"It's hard to know when to respond to the seductiveness of the world and when to respond to its challenge. If the world were merely seductive, that would be easy. If it were merely challenging, that would be no problem. But I rise in the morning torn between the desire to improve the world and a desire to enjoy the world. This makes it hard to plan the day." E.B. White
I thought this quote from E.B. White would set the stage for this blog entry. A few weeks ago, I was at the local library and expressed an interest in volunteering. Apparently, there are lots of people who want to do that, as I was advised they were "full" and I should check back in the fall. I thanked the librarian and mentioned I was interested in assisting people who might have questions or issues while using the library computers.

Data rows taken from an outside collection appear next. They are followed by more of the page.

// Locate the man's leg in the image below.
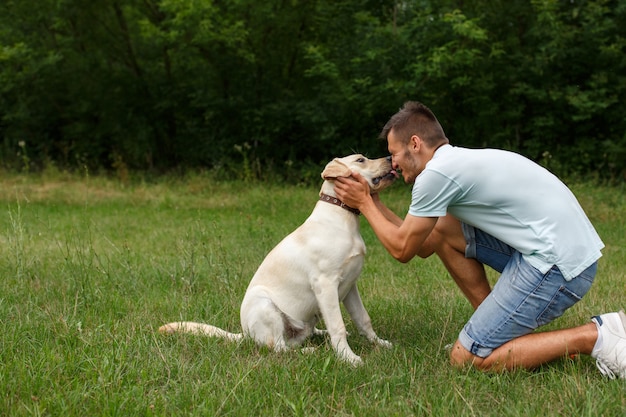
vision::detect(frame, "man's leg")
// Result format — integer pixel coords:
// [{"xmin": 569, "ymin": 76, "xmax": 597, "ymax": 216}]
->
[
  {"xmin": 450, "ymin": 322, "xmax": 598, "ymax": 371},
  {"xmin": 418, "ymin": 214, "xmax": 491, "ymax": 309}
]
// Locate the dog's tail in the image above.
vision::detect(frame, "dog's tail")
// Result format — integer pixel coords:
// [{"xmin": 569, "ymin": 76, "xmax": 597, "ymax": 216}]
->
[{"xmin": 159, "ymin": 321, "xmax": 243, "ymax": 341}]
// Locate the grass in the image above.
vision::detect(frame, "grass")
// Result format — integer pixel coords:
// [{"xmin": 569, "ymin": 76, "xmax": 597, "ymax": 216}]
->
[{"xmin": 0, "ymin": 174, "xmax": 626, "ymax": 417}]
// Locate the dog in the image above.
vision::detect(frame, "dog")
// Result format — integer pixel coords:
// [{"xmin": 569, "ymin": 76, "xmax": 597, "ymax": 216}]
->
[{"xmin": 159, "ymin": 154, "xmax": 398, "ymax": 365}]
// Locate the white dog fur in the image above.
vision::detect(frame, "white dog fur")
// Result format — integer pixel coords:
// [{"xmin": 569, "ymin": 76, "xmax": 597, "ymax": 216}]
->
[{"xmin": 159, "ymin": 154, "xmax": 397, "ymax": 365}]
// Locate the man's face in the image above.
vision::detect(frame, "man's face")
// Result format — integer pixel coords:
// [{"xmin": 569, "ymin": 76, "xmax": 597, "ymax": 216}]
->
[{"xmin": 387, "ymin": 129, "xmax": 422, "ymax": 184}]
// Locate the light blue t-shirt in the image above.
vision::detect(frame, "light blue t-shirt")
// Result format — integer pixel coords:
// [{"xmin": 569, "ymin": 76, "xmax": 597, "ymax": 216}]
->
[{"xmin": 409, "ymin": 145, "xmax": 604, "ymax": 280}]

You would have thought I had walked into the ER with chest pains. The librarian’s demeanor changed immediately. She handed me an application and asked me to get it back as soon as possible, advising that “computer docent” was the one volunteer position they desperately needed and no one ever wanted to do it.
So, today I was “interviewed” by the assistant librarian and the volunteer coordinator and was “hired.” I think, basically, if you express an interest in doing something like this, the “interview” is a mere formality. They started out with a sheet of standard “form” questions (thankfully, not the one asking what vegetable I might be in a parallel universe!) They quickly set aside the list of form questions when it became apparent that a conversation among the 3 of us would elicit more valuable information.
When asked what prompted my volunteer interest, I was quickly relayed how, as a child, I would “play librarian." I loved the smell of the library and its books, and always wanted to be the librarian. Part of the appeal was the tool the librarian used to "check out" books. She (there were only female librarians in my childhood) had a pencil with a small metal ring around it near the writing end. The metal ring had an embossed date stamp on it that she would first tap onto an inkpad and then stamp on a small printed chart on the inside of the book. Next, she would initial next to the date, proving that she had "checked out" the book to you. The date stamped inside the book was the return date. That motion of stamping and initialing appealed to my innate sense of organization and process, and it was the height of my ambition to be the "library lady" who got to stamp the books. I liken that ambition now to one of my daughters wanting to be a "Fotomat girl" when she was 10 years old and had to consider possible career choices for a class assignment. If you're too young to remember Fotomats, ask your mom or grandma. We have come sooooo far in the world.
So here I am, still aspiring to be a "library lady." Alas, scanning machines, book barcodes, online renewals, self-checkouts and, worst of all, ebooks have now replaced most of what appealed to me. I’ll bet little girls don’t have nearly as much fun playing librarian as I did. Come to think of it, even the smell of the library isn’t the same. Sometimes modern isn’t better.
I was a little concerned that the people interviewing me might be looking for a real technology person - one with a degree and expertise in networking, programming, etc. When I asked, I was told that a degree would result in my being overqualified for the job! Whew! Apparently, if you say you know how to turn on a computer and are willing to answer users' questions, you’ve got the job! It frees the librarians up to do the things librarians need to do .. like shelving books, plugging in the scanning machine, etc. .. borrrring!
So, I’m the new computer docent at the Crooked Lake library. I have to go for orientation on July 21 and will officially start on August 4. I’m not sure exactly what types of issues I'll face, but I'm ready to take them all on. My motivation to volunteer in this capacity was triggered when I was in the library one night and an announcement was made that the library would be closing in 10 minutes and the computers would be shutting down. A gentleman completing an online job application was audibly upset and was looking for help in saving the information. The librarian was doing her best, but was also struggling with her other “closing” duties. As told to me today, that is typical of what I can expect to run into. Just think, both of them would have been helped had they had a "docent" nearby to call on.
So, E.B. White, this might be one day when my desire to improve the world actually marries with my desire to enjoy the world. I think this is going to be right up my alley.